The One-Rep Max Calculator estimates the heaviest weight you can lift for one rep, based on a lighter set you've already done. It runs your numbers through Epley, Brzycki, and Lombardi formulas so you don't have to risk a true max attempt.
The calculator runs five formulas at once (Epley, Brzycki, Lombardi, O'Conner, and Mayhew) so you can compare and average them rather than trusting any single curve. It then prints a percentage table from 60% to 100% in 5% steps, which is what most strength programs (5/3/1, Texas Method, Stronglifts) use to prescribe working sets. Estimates are most accurate at 1–6 reps and degrade past 10.
How to use
- Enter the weight you lifted and the number of reps you completed in your set.
- Select your preferred estimation formula or compare results across all formulas.
- View your estimated 1RM along with percentage-based training loads for programming your workouts.
When to use
- Programming next week's working sets at the right percentage of your max.
- Estimating a new 1RM after a top set without doing an actual single.

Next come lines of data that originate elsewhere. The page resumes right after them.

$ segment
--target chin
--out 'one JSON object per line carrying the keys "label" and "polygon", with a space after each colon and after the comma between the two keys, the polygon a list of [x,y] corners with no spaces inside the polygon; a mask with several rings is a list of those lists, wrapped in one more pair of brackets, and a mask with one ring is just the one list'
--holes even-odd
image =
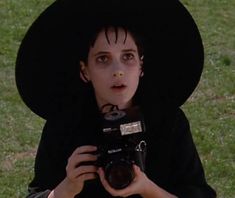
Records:
{"label": "chin", "polygon": [[110,102],[111,104],[113,105],[117,105],[119,109],[125,109],[125,108],[128,108],[131,106],[131,101],[130,100],[115,100],[115,101],[112,101]]}

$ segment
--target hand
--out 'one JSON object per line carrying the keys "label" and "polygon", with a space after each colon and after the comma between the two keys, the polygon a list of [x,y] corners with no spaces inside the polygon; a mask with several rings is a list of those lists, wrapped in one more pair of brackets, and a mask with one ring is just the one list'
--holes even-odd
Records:
{"label": "hand", "polygon": [[68,159],[66,166],[67,176],[63,181],[63,188],[66,192],[75,196],[80,193],[86,180],[97,177],[97,167],[94,165],[83,165],[84,162],[96,161],[97,156],[90,154],[97,150],[95,146],[78,147]]}
{"label": "hand", "polygon": [[149,183],[149,179],[143,173],[137,165],[133,165],[135,178],[132,183],[124,189],[117,190],[112,188],[104,176],[104,171],[102,168],[98,169],[98,174],[100,177],[100,181],[103,184],[104,188],[112,195],[112,196],[120,196],[120,197],[128,197],[134,194],[144,194],[145,189],[147,189],[147,185]]}

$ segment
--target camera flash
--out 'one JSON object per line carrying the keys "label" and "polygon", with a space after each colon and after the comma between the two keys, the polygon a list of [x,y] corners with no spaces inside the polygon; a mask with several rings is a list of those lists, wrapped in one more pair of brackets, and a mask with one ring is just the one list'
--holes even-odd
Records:
{"label": "camera flash", "polygon": [[131,122],[127,124],[121,124],[120,131],[122,135],[130,135],[133,133],[142,132],[141,122],[137,121],[137,122]]}

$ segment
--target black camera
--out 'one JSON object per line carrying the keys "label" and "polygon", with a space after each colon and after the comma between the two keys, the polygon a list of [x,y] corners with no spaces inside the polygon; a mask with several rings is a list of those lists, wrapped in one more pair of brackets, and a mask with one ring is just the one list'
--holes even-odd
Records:
{"label": "black camera", "polygon": [[102,143],[98,146],[97,166],[115,189],[127,187],[134,179],[133,164],[145,170],[145,124],[139,107],[103,114]]}

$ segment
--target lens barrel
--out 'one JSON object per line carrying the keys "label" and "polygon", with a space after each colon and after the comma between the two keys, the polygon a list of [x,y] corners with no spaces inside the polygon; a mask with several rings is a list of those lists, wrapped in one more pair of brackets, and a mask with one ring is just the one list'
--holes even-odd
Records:
{"label": "lens barrel", "polygon": [[109,162],[105,167],[105,177],[114,189],[127,187],[134,179],[132,163],[125,160]]}

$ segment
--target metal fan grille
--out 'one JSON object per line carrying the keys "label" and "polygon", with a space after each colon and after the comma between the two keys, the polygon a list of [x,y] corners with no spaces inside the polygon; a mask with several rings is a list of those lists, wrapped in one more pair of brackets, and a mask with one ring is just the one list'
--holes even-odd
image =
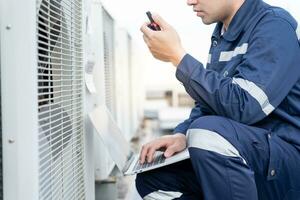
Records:
{"label": "metal fan grille", "polygon": [[103,9],[103,44],[104,44],[104,77],[105,103],[111,114],[116,118],[116,92],[114,70],[114,23],[112,17]]}
{"label": "metal fan grille", "polygon": [[39,198],[85,199],[82,2],[37,5]]}

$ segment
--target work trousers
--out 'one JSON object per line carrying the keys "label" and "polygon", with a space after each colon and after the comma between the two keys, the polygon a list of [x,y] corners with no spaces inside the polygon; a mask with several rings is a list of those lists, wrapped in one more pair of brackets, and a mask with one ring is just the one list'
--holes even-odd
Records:
{"label": "work trousers", "polygon": [[137,175],[144,200],[300,200],[300,152],[276,133],[205,116],[186,137],[190,159]]}

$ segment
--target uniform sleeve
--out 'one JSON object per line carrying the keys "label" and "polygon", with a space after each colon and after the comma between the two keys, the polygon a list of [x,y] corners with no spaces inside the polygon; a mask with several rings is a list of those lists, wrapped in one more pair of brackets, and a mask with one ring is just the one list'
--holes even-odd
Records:
{"label": "uniform sleeve", "polygon": [[189,126],[195,119],[209,114],[208,109],[209,108],[205,107],[205,104],[196,102],[195,107],[192,109],[189,118],[186,119],[184,122],[178,124],[174,129],[173,133],[186,134],[186,131],[188,130]]}
{"label": "uniform sleeve", "polygon": [[176,77],[195,101],[204,100],[218,115],[253,124],[272,113],[299,79],[300,47],[295,28],[274,17],[262,21],[244,45],[247,52],[232,77],[206,70],[189,54]]}

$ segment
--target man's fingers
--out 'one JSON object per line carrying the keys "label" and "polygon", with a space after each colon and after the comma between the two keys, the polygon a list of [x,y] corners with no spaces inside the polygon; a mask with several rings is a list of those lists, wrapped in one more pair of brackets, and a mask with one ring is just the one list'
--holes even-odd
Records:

- Comparing two lifters' relative strength when they tested at different rep ranges.
Result
You bench pressed 185 lbs for 6 reps. Using the Epley formula, your estimated 1RM is approximately 216 lbs. You can then plan training sets at 70% (151 lbs) for hypertrophy or 90% (194 lbs) for strength.
FAQ
- How accurate are 1RM estimates from rep-max formulas?
- Within about 5% for sets of 3–6 reps for most trained lifters. Past 10 reps the curves diverge significantly because muscular endurance becomes the limiter, not maximal strength. For competition prep, only a real tested max is reliable.
- Why do the five formulas give different numbers?
- Each was fitted on different populations and lifts. Epley and Brzycki tend to agree at 2–10 reps. Lombardi is more conservative for high reps. Mayhew was built from bench-press data on football players. Average them or take the median for a balanced number.
- Should I use lbs or kg?
- Either, the math works on any unit as long as you stay consistent. Toggle to lbs if you train in pounds; results come back in lbs. Switch to kg for plates marked in kilos. The percentages don't change between units.
- Can I estimate a 1RM from a heavy single?
- Yes, enter 1 rep and the weight you actually lifted. All five formulas return that exact weight, because at 1 rep the input is the max. Useful when you want the training-load table for a recently tested max.
- Is rep-max calculation safe for beginners?
- It's actually safer than testing an actual 1RM, because you only need to go heavy enough for 3–6 clean reps. Most coaches recommend new lifters use estimates rather than maxing out, since form breakdown at true singles is a common cause of injury.